I remember everything about that day. I can remember which junction I was at, and which Steam Meter I was replacing. I remember exactly where the cracks and chips were on the old brass piping that snaked in and out of the wall. I remember where my hands were, and which tools were on my belt when I heard the long sharp cry of the whistle.
The whistle means everything in the Steamworks. It is communication–the breath of our work.

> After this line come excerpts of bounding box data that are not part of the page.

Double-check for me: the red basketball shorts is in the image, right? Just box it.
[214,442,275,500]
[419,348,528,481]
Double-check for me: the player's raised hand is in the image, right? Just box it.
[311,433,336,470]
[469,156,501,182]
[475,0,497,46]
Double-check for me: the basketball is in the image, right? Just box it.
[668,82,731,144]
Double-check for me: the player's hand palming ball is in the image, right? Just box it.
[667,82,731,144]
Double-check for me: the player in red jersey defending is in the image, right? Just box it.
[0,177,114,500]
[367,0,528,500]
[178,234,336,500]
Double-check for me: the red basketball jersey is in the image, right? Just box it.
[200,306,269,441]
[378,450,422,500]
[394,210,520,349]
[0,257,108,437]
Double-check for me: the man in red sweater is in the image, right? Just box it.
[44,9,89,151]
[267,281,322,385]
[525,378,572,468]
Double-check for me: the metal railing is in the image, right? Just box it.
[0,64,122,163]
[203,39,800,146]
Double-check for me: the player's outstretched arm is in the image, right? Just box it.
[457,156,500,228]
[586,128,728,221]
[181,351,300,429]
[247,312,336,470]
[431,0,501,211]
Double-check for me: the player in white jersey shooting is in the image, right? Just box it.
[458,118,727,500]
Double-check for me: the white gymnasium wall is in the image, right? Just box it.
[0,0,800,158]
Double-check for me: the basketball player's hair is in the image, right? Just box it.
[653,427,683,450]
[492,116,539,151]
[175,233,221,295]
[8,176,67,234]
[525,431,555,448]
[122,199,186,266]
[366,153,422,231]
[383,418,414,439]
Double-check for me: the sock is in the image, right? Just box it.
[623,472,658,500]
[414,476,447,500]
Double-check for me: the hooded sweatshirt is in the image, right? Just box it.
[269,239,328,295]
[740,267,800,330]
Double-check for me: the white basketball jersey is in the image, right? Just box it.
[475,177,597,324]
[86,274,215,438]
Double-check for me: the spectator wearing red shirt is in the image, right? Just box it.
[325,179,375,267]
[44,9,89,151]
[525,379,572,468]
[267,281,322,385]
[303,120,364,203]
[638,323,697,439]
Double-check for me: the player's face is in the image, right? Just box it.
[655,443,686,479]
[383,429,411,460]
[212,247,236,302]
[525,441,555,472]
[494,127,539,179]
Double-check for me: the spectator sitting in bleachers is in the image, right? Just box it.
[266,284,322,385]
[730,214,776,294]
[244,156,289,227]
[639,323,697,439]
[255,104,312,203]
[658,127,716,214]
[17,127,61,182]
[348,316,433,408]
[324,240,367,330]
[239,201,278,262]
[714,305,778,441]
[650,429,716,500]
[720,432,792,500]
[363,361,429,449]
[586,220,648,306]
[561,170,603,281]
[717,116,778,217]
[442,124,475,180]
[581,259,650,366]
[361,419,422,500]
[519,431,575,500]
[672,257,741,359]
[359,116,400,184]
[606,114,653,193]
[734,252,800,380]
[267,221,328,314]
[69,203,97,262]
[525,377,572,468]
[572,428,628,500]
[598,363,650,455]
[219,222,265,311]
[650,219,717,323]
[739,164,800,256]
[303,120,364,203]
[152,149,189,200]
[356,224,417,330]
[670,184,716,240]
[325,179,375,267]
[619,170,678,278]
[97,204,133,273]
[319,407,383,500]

The whistle sometimes blows for lunch, other times for rest. Other times, someone has fallen and burned themselves on the pipes, or cut their heads on the sharp bolts that seal the connections. Sometimes it’s a meeting, or a call for the young Runabouts to meet with the Foreman to coordinate their efforts with the repairmen.
Sometimes it is a funeral.
The Steamwork Spiders removed our hats as he passed on the doctor’s cart, tears in our eyes. His face was still red, but thin and waxy from the glowing lights, not bright and vibrant as we remembered him. As I watched him pass, I became aware, for the first time it seemed, of the sound in the Steamworks. It is never quiet in the Steamworks. The pressure bangs and claps against the piping, while cooling vapors and dripping water ticks and taps against the brickwork. The Steam Meters tick, while the fire roars, and the boiling water pops and fizzes in the gorged belly of the City. And randomly, a whistle would blow.
The officers said it was an accident, but we Spiders suspected murder most foul. It would never be proven, but we knew the Foreman was not a man who made mistakes. The funeral was in shifts, because the Steamworks never slept. After the funeral, Sir Walter Finneius Pike took the reigns. He was a harsh man, thick of stomach and sharp of tongue. He had a bright gold ring that glittered in the dim red light. When he spoke, he barked like a dog, his spittle flicking about to sizzle on the burning hot brass.
“Keep up the pressure!” he would yell, pointing a chubby finger right at us, the ring glinting in the lamplight. “The blood of the City, that is!”
And so we would, running to and fro, keeping the pressure high.
After a year he decided to move me and Peeks from the pipes. He said it was to make room for new blood, and that we were getting too big. He needed us to work the Boiler.
There are thousands of boilers in the Steamworks, all filled with thick bubbling water and Areos Vitae. They were fickle things, and needed constant tending to make sure the heat was always high, and the steam pressure steady. They provided the lifeblood of the City to every nook and cranny, but these were mere homonculi–vague mockeries of the one true Boiler.